Saturday, August 04, 2012

New York, Part 2 update

My second visit to New York was equally interesting to the first. My first visit was like visiting an alien world, or actually more like discovering that a fairy tale city that I only knew of from TV and books actually did exist. I was beyond glamour-struck at the subway and the skyscrapers and the lifestyle.

Probably because of the impression that initial visit made I've been back to big cities again and again in the following years. I love big cities and won't rest until I've been to them all.

And yet New York still found ways to surprise and amaze me.

High Line Park amazed me. A park above the city, how does that work? There were colorful flowers and amphitheatres, a walking path, food and art vendors, and some young people just out there chilling during the middle of the day. It seemed like a place that could easily not work, and yet it absolutely did. It's an oasis of peace above the big city.

I was excited to see the Statue of Liberty this time around, as tourist-y as that might sound. I'd never seen her green copper panels up close. I got photos of her from every angle, trying as well as I could to see the writing on the book she was holding (it says July 4, 1776).  Even by 2012 standards she is towering and impressive. She's an artistic as well as technological marvel. Did you know the copper on her surface is only two pennies thick, and her structure (designed by Eiffel Tower engineer Alexandre-Gustave Eiffel) is similar to that of a skyscraper?

I wondered why there were so many foreign tourists at the Statue of Liberty. I guess you really can't say you've been to America unless you've taken a picture with the Statue of Liberty in the background. No other icon says "freedom" and "America" like the Statue of Liberty.

What else in New York amazed me? My sister took me to a Brazilian restaurant where I had one of the best meals I've ever eaten, a stew of sweet shrimp and perfect sauce made of yucca root. I savored every last grain of rice and scooped every last drop of the sauce I could with my fork. The second best meal was at a bagel shop in Queens. An egg on a sesame seed bagel and hot coffee, how New York is that? I could taste the freshness of the bagel. No place in El Paso could compare.

One thing I've discovered that I like about big cities is the stores. Not that I am much of a shopper, but the variety and quality of what you can get in a big city really exceeds anything you could get in middle America. Mood had endless rolls of silks and jerseys and chiffons, feathers, buttons of every kind, and even a dog.
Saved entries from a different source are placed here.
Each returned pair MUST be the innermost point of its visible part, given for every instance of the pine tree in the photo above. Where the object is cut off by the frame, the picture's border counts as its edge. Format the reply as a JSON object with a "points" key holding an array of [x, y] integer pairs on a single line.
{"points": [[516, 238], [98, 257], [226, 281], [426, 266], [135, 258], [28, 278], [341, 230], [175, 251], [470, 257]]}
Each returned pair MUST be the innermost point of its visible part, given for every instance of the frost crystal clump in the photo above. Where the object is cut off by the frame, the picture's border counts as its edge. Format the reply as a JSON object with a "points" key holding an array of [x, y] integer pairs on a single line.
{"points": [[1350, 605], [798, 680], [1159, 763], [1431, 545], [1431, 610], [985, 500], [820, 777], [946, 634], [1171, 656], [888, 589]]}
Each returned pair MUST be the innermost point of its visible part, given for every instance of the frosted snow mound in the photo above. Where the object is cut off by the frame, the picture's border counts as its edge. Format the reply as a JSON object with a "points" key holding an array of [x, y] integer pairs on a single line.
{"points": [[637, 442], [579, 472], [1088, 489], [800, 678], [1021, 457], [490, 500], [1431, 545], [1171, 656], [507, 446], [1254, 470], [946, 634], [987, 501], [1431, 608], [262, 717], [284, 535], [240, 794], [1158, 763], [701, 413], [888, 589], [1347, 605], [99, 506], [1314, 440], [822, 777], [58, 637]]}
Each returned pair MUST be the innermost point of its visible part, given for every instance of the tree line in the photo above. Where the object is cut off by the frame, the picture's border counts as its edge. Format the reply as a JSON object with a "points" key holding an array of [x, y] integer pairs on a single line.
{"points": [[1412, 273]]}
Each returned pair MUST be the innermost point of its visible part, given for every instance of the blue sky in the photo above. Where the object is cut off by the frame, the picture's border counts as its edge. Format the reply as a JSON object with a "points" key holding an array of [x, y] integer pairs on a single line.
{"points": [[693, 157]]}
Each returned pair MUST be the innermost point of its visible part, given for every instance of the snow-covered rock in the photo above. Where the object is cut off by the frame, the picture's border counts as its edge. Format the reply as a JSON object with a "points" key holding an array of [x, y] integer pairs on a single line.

And two independent bookstores, St. Mark's Bookshop and The Strand, fulfilled my literary fantasies. I bought two books and a copy of New York magazine at St. Mark's and picked up a free copy of the Village Voice. The Strand has three stories! I think my fantasy New York life is of the hyper-literary sort, hanging out at coffee shops and bookstores and finding an interesting crew to talk to about news and literature, writing a column called Books and the City :-).

During this visit to New York I really took notice of all the public art -- a mosaic in a subway tunnel, a stained glass window in a subway platform, fountains and sculptures in parks around the city. I was impressed because in my older age I'm more aware that it takes money and effort to have things like that. Yes, I would rather have a functional subway over a pretty-looking subway tunnel, but a mural did give me something to ponder on my way to the next platform. It sends a definite message -- art is important. Thank you, New York.

Subway station in Queens

At City Hall Park

Fountain at Central Park

Ketchup bottle at City Hall Park

New York is a place of greatness, of imagination, of fun. Could I be a New Yorker? Maybe. I think I had the same reaction coming home as I did after my last visit. New York = fast, El Paso = sloooow. Driving home on the uncrowded freeway on a Sunday I could feel my body relax taking in the bright sunshine and still, dry air, realizing I could take as long as I needed to get home. I drove by Downtown El Paso and compared to New York it seemed like a cute dollhouse version of a downtown. Not that I have anything against our Downtown, or a slower lifestyle. They are just different speeds on the machine. Sometimes I want things to be slow. Other times I yearn for excitement and something that wows -- a giant statue to marvel at, a park above the city, a beautiful sculpture in a public park, a ride on a subway, a three-story bookstore. I *heart* New York still.